AGING: After the vinification it remains for a few months in steel.
TASTING NOTES:
COLOR: Straw yellow with greenish reflections.
BOUQUET: The nose has mineral notes, yellow fruit, delicate notes of apricot and aromatic herbs.
TASTE: Great pleasure to drink, good flavor and persistence, in the finish the notes of white-fleshed fruit and minerals are enhanced.
PAIRINGS: Ideal with seafood carpaccio, cod, seafood risotto; finds the maximum expression of the territory accompanied by lake fish dishes.
SERVICE TEMPERATURE: 8° C
23 €
RIBOLLA GIALLA CASTELLO SANT'ANNA FRIULI DOC
GRAPES 100% Ribolla Gialla
PRODUCTION AREA Thick (Colli Megaluzzi),Municipality of Cividale del Friuli
GIACITURA/TERRENO Collina/Marne eoceniche
(Flysch of Cormons)
VINEYARD SURFACE 0,4 hectares
ALTITUDE/EXPOSURE 150 m s.l.m.., east-south/east
YEAR OF PLANTING 1989
DENSITY OF PLANTATION 5000 vines per hectare
Breeding system Classic Guyot (6 gems)
PRODUCTION PER VINE about 1.0 kg
HARVEST mid-September.
VINIFICATION the destemmed and crushed grapes are gently pressed. The flower must obtained is cooled for 24 hours, after de transfer, added yeasts, thermo-controlledfermentation begins.
AGING on the lees in stainless steel barrels for a period of 9 months, then in bottle for another 3 months.
30 €
PINOT GRIGIO "ANFORA" CASTELLO SANT'ANNA FRIULI DOC
GRAPES 100% Pinot Grigio Amphora maturation
PRODUCTION AREA Thick (Colli Megaluzzi),Municipalityof Cividale del Friuli
GIACITURA/TERRENO Collina/Marne eoceniche (Flysch of Cormons)
VINEYARD SURFACE 0,5 hectare
ALTITUDE/EXPOSURE 140/150 m s.l.m.., east-south/east
YEAR OF PLANTING 1989 – 2005
DENSITY OF PLANTATION 5000 – 6250 vines hectareClassic Guyot
BREEDING SYSTEM (6-8 buds)
PRODUCTION PER VINE about 1,0 kg
HARVEST first week of September.
VINIFICATION the destemmed and crushed grapes are gently pressed. The flower must obtained is cooled for 24 hours, after de transfer, added yeasts, thermo-controlledfermentation begins.
AGING on the lees in amphora for a period of 9 months, then in bottle for another 3 months. yeasts, thermo-controlledfermentation begins.
40 €
FRIULANO CASTELLO SANT'ANNA FRIULI DOC
GRAPES 100% Tocai Friulano
PRODUCTION AREA Thick (Colli Megaluzzi),
Municipality of Cividale del Friuli
GIACITURA/TERRENO Collina/Marne eoceniche
(Flysch of Cormons)VINEYARD SURFACE
1.2 hectare
ALTITUDE/EXPOSURE 160 m s.l.m.., east-south/eastYEAR OF
PLANTING 1989 – 1991DENSITY OF PLANTATION over
5000 vines per hectare
Breeding system Classic Guyot (8 buds)
PRODUCTION PER STRAIN about 1 kg
HARVEST first week of September.
VINIFICATION the destemmed and crushed grapes are gently pressed.
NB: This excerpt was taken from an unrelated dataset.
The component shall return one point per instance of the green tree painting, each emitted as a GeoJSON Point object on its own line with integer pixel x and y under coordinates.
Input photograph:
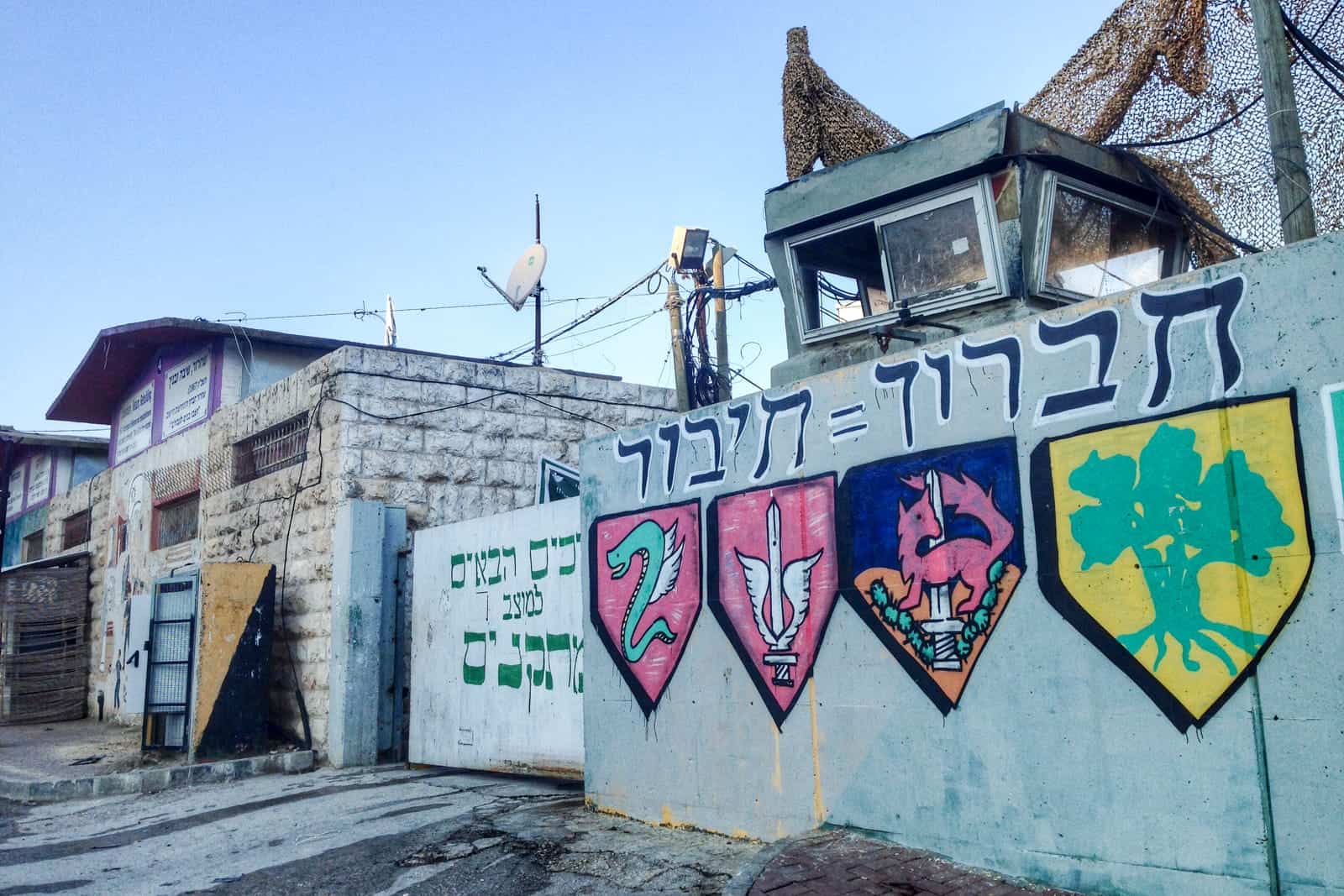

The flower must obtained is cooled for 24 hours, after de transfer, added yeasts, thermo-controlledfermentation begins.
AGING 9 months on the lees, then in bottle for another 3 months.
30 €
FOLLIA BIANCO PIANA DEI CASTELLI LAZIO
Biodynamic wines
Follia Bianco
Vintage: 2016
type of wine: White
Alcohol content: 14,50 %
Bottle size: 75 cl
Grape variety: Malvasia Puntinata, Grechetto, Trebbiano Giallo, Sauvignon and Riesling Renano
Location: plots north Velletri/west Lariano and south Velletri/north Nettuno
Soil Type: volcanic, cretose, siliceous and tufa
Harvest: end of July, end of August, end of September and mid-October
Yield per hectare: 30-40 hl/ha
Storage: Cool, dry place away from light sources
Description: The grapes are grown and vinified without any synthetic chemical product.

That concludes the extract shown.